With Unstoppable I was literally on the edge of my seat for the entirety of the film. There was not one lull in the action and it was wall-to-wall mayhem as Frank Barnes (Washington), Will Colson (Chris Pine), and the other employees helping them try to stop the train. Just thinking about it you wouldn’t think that 98 minutes of two men trying to stop a train would be entertaining. It must lose it’s appeal or entertainment value at some point, right? No matter how thrilling this idea may sound, you can’t sustain the energy forever. But Tony Scott finds some way to do just that. I think it has to do with that momentum that I mentioned earlier. While you see the #777 train within the first five minutes, you aren’t immediately thrown into chaos. Scott works his way up, easing the viewer into what will eventually be an out-of-control and seemingly impossible scenario for Barnes and Colson to solve. Things are still hectic in the beginning as you jump between about four or five different stories, but the information keeps coming slow enough so you can digest it, but quick enough to not lose your attention. This makes for one of the most exciting and exhilarating action films.

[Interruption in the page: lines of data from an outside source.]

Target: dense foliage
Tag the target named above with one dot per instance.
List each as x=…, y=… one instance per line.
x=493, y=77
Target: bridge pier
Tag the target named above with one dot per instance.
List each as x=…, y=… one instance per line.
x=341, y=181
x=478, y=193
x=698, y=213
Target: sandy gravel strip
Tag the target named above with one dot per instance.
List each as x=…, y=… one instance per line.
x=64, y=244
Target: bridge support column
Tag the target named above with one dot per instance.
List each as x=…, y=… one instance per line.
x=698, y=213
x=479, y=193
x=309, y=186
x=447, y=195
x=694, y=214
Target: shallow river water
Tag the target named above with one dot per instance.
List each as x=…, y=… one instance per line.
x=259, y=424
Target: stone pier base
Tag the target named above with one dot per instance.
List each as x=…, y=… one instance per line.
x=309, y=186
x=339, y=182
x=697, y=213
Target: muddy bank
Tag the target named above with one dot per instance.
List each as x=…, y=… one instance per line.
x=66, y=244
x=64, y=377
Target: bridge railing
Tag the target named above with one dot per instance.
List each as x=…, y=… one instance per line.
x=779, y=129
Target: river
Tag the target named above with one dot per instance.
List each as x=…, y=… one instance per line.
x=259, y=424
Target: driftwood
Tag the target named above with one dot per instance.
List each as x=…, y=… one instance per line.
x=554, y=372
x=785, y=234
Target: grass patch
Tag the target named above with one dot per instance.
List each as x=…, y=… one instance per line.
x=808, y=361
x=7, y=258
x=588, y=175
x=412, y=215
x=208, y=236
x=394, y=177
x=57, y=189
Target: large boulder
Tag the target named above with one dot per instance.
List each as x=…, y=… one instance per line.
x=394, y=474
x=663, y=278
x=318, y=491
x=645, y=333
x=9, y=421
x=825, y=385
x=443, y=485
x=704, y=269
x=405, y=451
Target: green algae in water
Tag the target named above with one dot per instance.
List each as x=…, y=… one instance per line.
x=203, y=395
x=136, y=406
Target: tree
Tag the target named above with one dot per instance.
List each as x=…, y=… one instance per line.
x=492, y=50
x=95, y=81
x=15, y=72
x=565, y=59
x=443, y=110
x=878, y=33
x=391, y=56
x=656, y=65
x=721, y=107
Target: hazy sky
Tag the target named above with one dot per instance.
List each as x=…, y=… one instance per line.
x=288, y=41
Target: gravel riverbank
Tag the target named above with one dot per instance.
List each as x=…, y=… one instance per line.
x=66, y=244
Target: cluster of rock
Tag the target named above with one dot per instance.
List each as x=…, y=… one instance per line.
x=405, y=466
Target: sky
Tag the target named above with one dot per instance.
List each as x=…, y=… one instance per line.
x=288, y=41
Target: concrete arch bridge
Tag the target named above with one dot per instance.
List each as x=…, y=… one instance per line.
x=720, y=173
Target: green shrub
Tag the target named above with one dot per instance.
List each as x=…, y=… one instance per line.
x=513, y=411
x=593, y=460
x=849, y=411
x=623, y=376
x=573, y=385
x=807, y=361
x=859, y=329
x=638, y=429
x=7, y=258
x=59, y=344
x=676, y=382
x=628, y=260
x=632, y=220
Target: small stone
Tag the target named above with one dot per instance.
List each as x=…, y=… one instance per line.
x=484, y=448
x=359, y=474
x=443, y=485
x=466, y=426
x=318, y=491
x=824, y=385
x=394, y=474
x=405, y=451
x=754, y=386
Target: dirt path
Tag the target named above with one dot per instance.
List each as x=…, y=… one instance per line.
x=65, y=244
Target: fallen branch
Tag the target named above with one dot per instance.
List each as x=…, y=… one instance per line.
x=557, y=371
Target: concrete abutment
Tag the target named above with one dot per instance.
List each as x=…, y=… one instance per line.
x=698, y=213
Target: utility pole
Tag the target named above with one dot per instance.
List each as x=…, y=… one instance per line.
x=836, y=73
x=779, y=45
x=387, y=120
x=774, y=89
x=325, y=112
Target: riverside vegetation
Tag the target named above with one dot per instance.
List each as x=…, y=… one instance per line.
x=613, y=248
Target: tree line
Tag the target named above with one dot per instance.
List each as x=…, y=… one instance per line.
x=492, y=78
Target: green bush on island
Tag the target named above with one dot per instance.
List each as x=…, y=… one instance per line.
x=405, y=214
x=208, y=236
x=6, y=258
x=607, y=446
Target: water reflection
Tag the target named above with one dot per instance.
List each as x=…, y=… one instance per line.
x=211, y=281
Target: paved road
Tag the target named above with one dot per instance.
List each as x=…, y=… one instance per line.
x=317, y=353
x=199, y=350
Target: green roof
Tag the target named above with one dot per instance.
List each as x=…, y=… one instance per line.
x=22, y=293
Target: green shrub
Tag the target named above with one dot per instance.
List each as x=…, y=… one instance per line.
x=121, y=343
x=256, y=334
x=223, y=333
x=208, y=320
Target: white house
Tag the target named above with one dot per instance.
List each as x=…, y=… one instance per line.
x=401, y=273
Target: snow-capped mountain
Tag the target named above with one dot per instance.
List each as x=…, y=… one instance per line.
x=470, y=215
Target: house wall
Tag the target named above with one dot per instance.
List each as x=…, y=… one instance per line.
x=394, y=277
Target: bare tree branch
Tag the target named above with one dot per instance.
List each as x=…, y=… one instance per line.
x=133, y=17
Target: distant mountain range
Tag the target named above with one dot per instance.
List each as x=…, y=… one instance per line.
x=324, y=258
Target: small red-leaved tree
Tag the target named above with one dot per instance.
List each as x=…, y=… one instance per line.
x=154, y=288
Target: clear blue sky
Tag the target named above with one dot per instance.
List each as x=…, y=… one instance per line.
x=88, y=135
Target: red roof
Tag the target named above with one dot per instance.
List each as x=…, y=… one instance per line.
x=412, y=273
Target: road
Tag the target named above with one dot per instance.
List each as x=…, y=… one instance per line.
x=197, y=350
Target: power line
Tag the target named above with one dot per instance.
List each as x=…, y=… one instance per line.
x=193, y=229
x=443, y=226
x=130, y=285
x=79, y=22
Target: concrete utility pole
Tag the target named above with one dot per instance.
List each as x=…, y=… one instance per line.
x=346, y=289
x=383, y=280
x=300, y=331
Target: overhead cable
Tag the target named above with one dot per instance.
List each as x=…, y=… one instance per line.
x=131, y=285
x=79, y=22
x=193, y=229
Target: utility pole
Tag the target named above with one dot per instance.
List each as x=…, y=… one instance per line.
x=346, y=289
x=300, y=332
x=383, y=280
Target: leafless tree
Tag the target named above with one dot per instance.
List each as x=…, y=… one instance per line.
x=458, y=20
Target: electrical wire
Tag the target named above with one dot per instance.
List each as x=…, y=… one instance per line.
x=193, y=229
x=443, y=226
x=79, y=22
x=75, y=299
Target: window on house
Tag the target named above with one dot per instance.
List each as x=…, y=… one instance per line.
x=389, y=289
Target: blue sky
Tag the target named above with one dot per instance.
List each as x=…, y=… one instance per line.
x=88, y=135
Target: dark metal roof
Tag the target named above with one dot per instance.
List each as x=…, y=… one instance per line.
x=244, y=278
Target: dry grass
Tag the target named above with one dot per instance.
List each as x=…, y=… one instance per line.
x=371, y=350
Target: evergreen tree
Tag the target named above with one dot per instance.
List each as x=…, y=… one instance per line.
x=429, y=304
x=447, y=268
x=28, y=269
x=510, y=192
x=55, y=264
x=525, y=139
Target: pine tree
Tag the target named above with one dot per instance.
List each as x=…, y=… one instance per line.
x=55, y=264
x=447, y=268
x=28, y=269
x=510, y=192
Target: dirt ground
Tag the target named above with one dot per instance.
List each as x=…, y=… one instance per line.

That isn’t to say there isn’t anything else in the film. There are the occasional exposition moments where the train isn’t front and center but these characters and their lives are. While I think these moments do hold the film together and provide a necessary connection for the viewer to give them some purpose or reasoning behind the motives of Barnes and Colson, the backstories are the worst part of the film. They seem superfluous and tacked on as if the filmmakers realized that they need something more than out-of-control train. Again, without these moments the film would probably fall flat, but there’s just so much promise that I can see in the backstories that I’m confused and annoyed as to why they didn’t spend just a little more time developing them.

Unstoppable is one of the most intense films you will ever see. It really is wall-to-wall action with a few of the characters backstories sprinkled in. This exposition both helps the film by helping maintain its momentum and trajectory, but at the same time derails the film from the heart-pounding danger Barnes and Colson are subjected to. Still, make time to watch this film. It may not be the best story-wise but it definitely delivers in entertainment.